Civil War section of Arlington Cemetery
Civil War section of Arlington Cemetery

Arlington National Cemetery is 150 years old this month. Its first burials were on May 13, 1864.

The first soldiers interred included Pvt. William Henry Christman, of the 67th Pennsylvania Infantry, who died on May 11 from the measles; Pvt. William H. McKinney of the 17th Pennsylvania Cavalry; and Pvt. William Reeves of the 76th New York Infantry. The first battle casualty to be interred was Pvt. William Blatt of the 49th Pennsylvania Infantry. All were Union soldiers.

The property of the cemetery, ironically was owned originally by George Washington Parke Custis, who in turn passed the estate to his daughter. Mary Anne. Mary Anne was the wife of General Robert E. Lee.

The federal government “acquired” the property for use as a National Cemetery at a tax sale when Mrs. Lee failed to pay the property tax of $92.07 when it was due. The land, 624 acres, was certainly a deal, as they paid just $26,800.

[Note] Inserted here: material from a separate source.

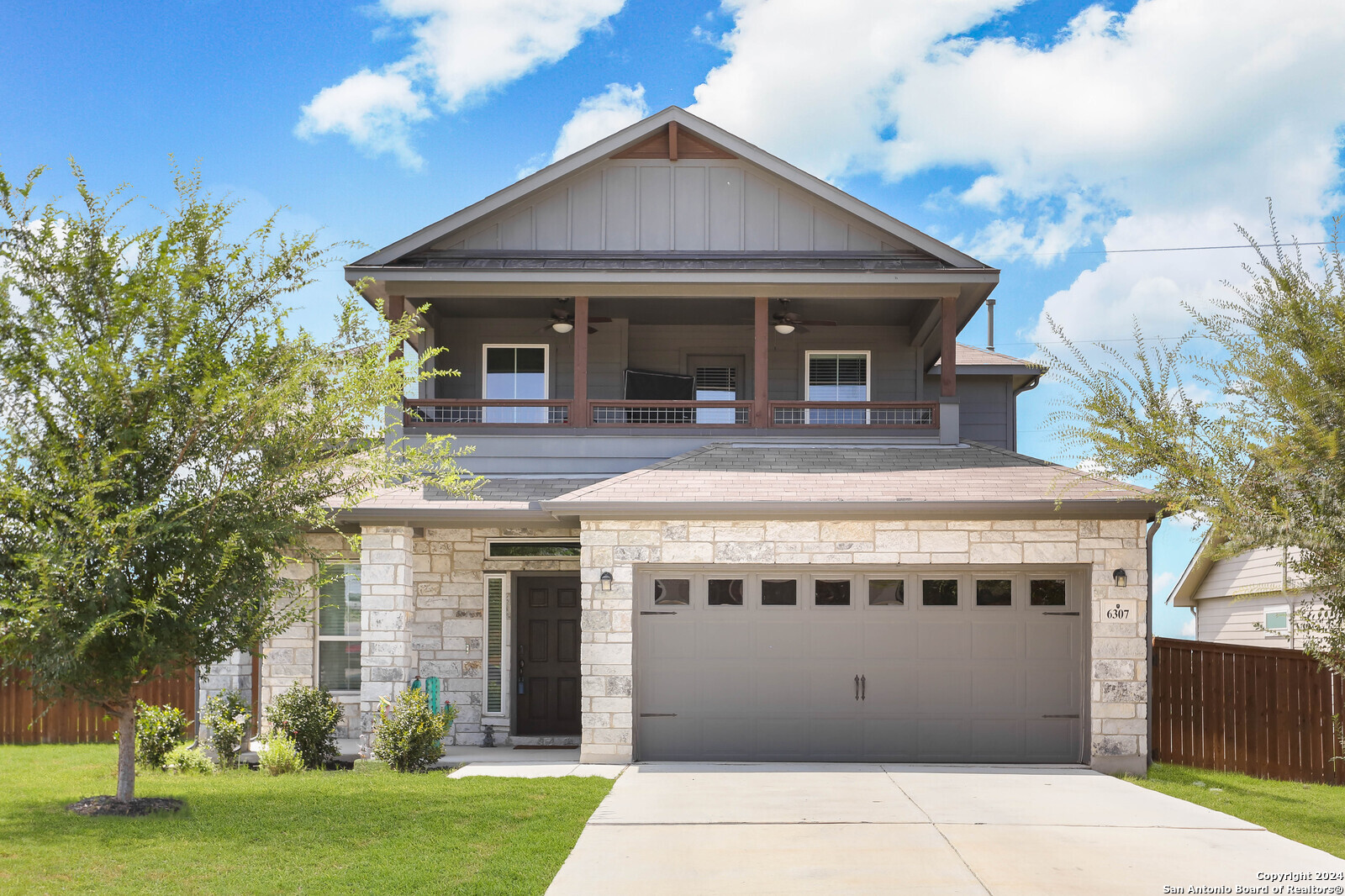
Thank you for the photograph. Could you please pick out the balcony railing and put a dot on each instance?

Custis Lee sued the federal government in 1882, declaring in the court papers that the government had confiscated the land. The U.S. Supreme Court ruled in Lee’s favor in a 5-4 decision, returning the estate to him. Lee in turn sold it back to the government for $150.000 at an event witnessed by then Secretary of War Robert Todd Lincoln.

The cemetery today has over 400,000 graves. They include graves of both Union and Confederate Civil War veterans.